Face Recognition Miss; Boston Marathon Bombings


Author: Anumbor Ogor


source: CNN (Boston Marathon bombing)


The Boston marathon bombings and subsequent events that followed with the infamous Tsarnaev brothers was a missed opportunity for security agencies to identify the brothers using existing face recognition systems.

2:49 PM., April 15, 2013, Boylston community, Boston, was swarming with a beehive of people for support of those participating in a marathon race when two bombs went off close to the marathon finish line. Shock, disbelief, confusion, tears and sorrow ripped the venue after two separate explosions rocked the venue, one after the other, killing three people and injuring more than 240 people. Some of the injured people lost both limbs and others a limb, bringing it to a total of 17 people who lost limbs.

In their search, detectives compiled several video surveillance footage captured from CCTV camera feeds around the area. The videos revealed two of the brothers before the bombing, one with a round black hat and the other with a white hat. The video showed each of the brothers carrying bags on their backs walking around the venue before they were seen dropping the bags.

The whole period between occurrence of bombings till the last events surrounding the death of Tamerlan and capture of his younger brother – Dzhokhar was about 5 days interval – more specifically – 88 hours. This window period could have been more than enough for security agencies to have employed the services of a face recognition system and possibly reduced post-bombings casualty (MIT officer), but the situation was unfolding rather too quickly and the mounting pressure on security operatives to identify and capture the bombers may have been a possible reason why an opportunity of that magnitude was missed in identifying the two bombers in record time. A second theory why they may have ignored using face recognition systems during the window periods could be that the security agencies might have actually tried running but possibly they had had poor or unsatisfactory retrieval rates on their image candidate queries for the brothers.

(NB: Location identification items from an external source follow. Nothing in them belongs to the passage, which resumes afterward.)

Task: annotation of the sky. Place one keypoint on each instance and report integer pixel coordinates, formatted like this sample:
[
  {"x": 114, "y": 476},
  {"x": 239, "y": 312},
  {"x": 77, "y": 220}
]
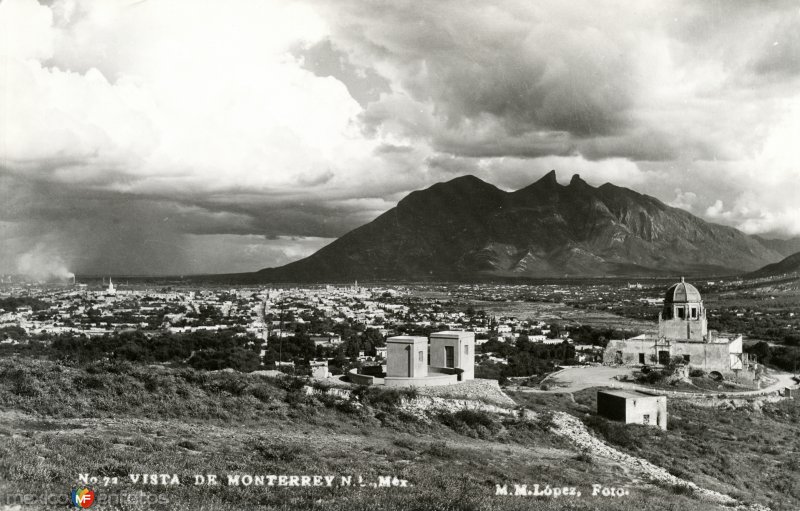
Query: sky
[{"x": 182, "y": 136}]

A publication by Klontz and Jain (2013); excerpts from their article so reads:

“After reviewing photo, video, and other evidence, the FBI released images and videos of the two suspects shown. In addition to seeking identification help, the release of the images and videos was also in part to limit the damage being done to people wrongly targeted as suspects by news and social media. Shortly after the release, the two suspects were identified as brothers, Tamerlan Tsarnaev and Dzhokhar Tsarnaev, by their aunt who made a call to the FBI tip line.

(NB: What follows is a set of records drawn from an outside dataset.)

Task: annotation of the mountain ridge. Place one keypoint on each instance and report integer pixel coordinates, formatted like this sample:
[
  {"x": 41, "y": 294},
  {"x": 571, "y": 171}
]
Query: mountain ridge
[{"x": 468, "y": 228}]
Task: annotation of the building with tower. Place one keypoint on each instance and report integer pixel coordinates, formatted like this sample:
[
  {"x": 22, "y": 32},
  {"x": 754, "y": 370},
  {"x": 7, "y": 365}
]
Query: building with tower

“It is believed that the release of their photographs provoked the brothers into further violence, fatally shooting an MIT campus officer and carjacking a Mercedes SUV.

“These events intensified the manhunt for the brothers that ultimately ended in a violent confrontation with police officers where Tamerlan Tsarnaev was killed and Dzhokhar Tsarnaev was wounded and later captured the following day.”

In 2015, Dzhokhar Tsarnaev, 22, was sentenced to death by a federal jury. He currently waits for the date for his execution, according to CNN.

The rest of the article summarizes the work of Klontz and Jain from the published technical report. See references for report details.


 
Tsarnaev brothers



Dataset used

The dataset was a concoction of six gallery images and were added to a background set of 1.6 million mug shot photographs from the Pinellas County Sheriff’s Office (PCSO).
According to the authors, given the difficulty of automatic face detection, quality estimation, tracking, and activity recognition in uncontrolled environments, it was assumed that the law enforcement officials extracted the face images manually.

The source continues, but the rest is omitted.